All of these achievements reflect the skills, hard work and commitment of the dedicated staff that we have within our walls. They also reflect the strong engagement of a vibrant and growing user community in academia and industry. In the last financial year, we received 1,788 proposals for experiments on our instruments via peer reviewed access routes, requesting a total of 22,117 shifts. After peer review, 1,191 proposals were awarded beamtime. This resulted in 12,497 experimental shifts being awarded across 30 beamlines and eight electron microscopes. We welcomed 6,332 onsite user visits from academia across all instruments, with an additional 4,459 remote user visits. The machine continues to perform to the highest standard with 98.4% uptime and 90.3 hours mean time between failures (MTBF).

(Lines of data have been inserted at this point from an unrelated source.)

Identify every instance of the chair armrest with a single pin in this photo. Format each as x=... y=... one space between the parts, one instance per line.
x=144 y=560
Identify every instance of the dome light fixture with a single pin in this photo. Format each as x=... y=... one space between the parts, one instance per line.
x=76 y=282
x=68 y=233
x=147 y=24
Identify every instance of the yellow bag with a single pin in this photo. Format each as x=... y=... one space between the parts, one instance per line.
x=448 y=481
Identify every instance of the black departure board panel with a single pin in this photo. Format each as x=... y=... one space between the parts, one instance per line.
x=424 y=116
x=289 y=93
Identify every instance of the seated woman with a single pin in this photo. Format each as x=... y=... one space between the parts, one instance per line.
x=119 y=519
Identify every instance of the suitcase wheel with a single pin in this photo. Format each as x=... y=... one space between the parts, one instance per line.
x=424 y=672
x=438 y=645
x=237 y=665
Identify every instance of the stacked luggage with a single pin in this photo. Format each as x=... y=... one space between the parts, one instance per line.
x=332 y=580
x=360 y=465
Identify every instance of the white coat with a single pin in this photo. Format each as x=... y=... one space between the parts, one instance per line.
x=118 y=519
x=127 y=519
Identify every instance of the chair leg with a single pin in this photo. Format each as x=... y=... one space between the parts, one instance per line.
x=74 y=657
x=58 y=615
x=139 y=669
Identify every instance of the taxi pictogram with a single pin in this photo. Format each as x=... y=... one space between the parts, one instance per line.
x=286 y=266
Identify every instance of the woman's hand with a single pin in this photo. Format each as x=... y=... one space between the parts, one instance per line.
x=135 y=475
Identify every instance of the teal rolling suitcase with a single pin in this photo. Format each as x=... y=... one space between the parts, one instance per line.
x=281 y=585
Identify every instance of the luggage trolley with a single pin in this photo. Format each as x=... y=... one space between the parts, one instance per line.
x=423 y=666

However, we cannot afford to rest on our laurels. The pace of technical development is rapid and relentless so if we are to continue to offer the scientific community the best opportunities for world-leading research, we need to plan to take advantage of such advances. We have already started a very substantial rolling programme of upgrades to beamlines supported by a considerable uplift in capital from our shareholders. We aim to complement this programme with the Diamond-II upgrade of the machine and instruments, which with a factor of 20 times reduction in emittance coupled with an increase in electron beam energy from 3.0 to 3.5 GeV will provide up to a factor of 70 increase in brightness and coherence of Diamond’s photon beams at the higher energies. A new lattice geometry will allow us to not only keep and enhance all current beamlines, but offers the opportunity for up to five new additional beamlines to be created. The science case has been well received and approved by our Science Advisory Committee (SAC) and Diamond Industrial Science Committee (DISCo). The Conceptual Design Report (CDR) has also been approved by an international expert panel, clearing the way to work on the Technical Design Report (TDR) for which we will need an increase in staff and resources for much more detailed planning.
To remain at the cutting-edge of science, we need to ensure we continue to attract people from all over the world because they bring their different perspectives and skills. We also need to engage more closely with other facilities that provide complementary technical expertise. These are global endeavours, but the highest density of world-class light source facilities and suitably trained scientists and engineers are in Europe, so it is more critical than ever that we maintain close and effective ties with our closest and strongest allies. To this end, in 2017 we became Members of LEAPS – the League of European Accelerator-based Photon Sources – an organisation that brings together every synchrotron and Free Electron Laser (FEL) facility in Europe. Over the past year, the collaboration has developed a collection of projects for enabling technology, from new sources and optics to detectors and data analysis tools, that we will work on together to ensure that we are all able to support the most brilliant science and innovation well into the future.